Why did you get into the race? The 2016 presidential election and the advent of COVID-19 increased her interest in politics, she said. “It also became clear to me how important local politics are. I started thinking, ‘I can be a positive, impartial voice for the people.’ I know it sounds corny, but that’s who I am, what I want to be. I want to represent the people, not my own opinion,” Ramos said.
If elected, what would be your top three priorities? Number one, she said, “would be to do anything I can, big or small, to protect our way of life and our citizens.” That would include protecting and improving ITID’s roads and drainage system, she said.
Number two would be managing costs. “People are getting hit from all sides with higher gas and food prices, tax increases,” Ramos said. “We can’t allow our [ITID] taxes to get out of control.”
Number three would be to bring the board together. “A lot of what we see going on now is very toxic. It’s painful to watch,” she said, adding that her experience at the administrative level of a major corporation would help her create a better environment among board members. “You have to work with each other… It doesn’t mean we can’t disagree, but it doesn’t have to turn nasty,” she said. “We can and should be working together for the community’s good.”
Should the Acreage Athletic League enjoy a near monopoly on youth sports in the district? “We need sports in our community. I support the AAL. They give wonderful service in many areas,” she said. “[But] I believe we live in a country where competition is healthy. Parents should have a choice without having to go outside the community.”
Do you favor Palm Beach County’s plan to five-lane Coconut Blvd. from 60th Street North to Northlake? State Road 7 needs to be pushed through to Northlake before any consideration is given to expanding Coconut, she said. “We’re putting the cart before the horse,” Ramos said. “I see both sides of it, but I feel for the homeowners on Coconut.”
What can be done to deal with the long-delayed completion of the Corbett levee? “I don’t like kicking the can down the road. It has to be completed,” she said. “I’d like to make it a priority… [but] I realize there are a lot of other projects on the table.”

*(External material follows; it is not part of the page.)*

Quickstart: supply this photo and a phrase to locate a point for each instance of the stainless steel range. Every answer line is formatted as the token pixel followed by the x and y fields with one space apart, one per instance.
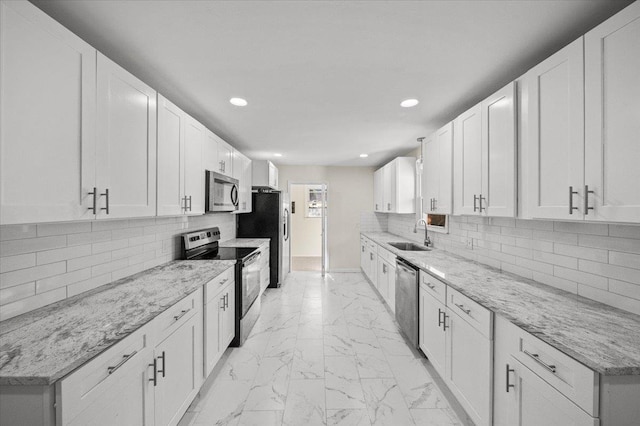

Are you for or against incorporation? “I realize the community has to grow. It has to evolve… [but] developers are fundamentally changing our way of life. Now we don’t have a seat at the table. We don’t have a voice. Incorporation may be the only way to get that seat and that voice,” she said. “We fell in love with the ‘Lox Life.’ We love our ATVs, buggies and boats. I want to protect as much of that as we can. If that means I’m pro-incorporation, then so be it… Either way, it needs to come to a vote so that we can put the issue to bed one way or another.”
In closing… “I just want to reiterate that I’m not in this for anyone. I’m not affiliated with anyone,” Ramos said. “I’m here as your neighbor and your friend, and to look out for you and your best interests… I’d like the opportunity to be your voice.”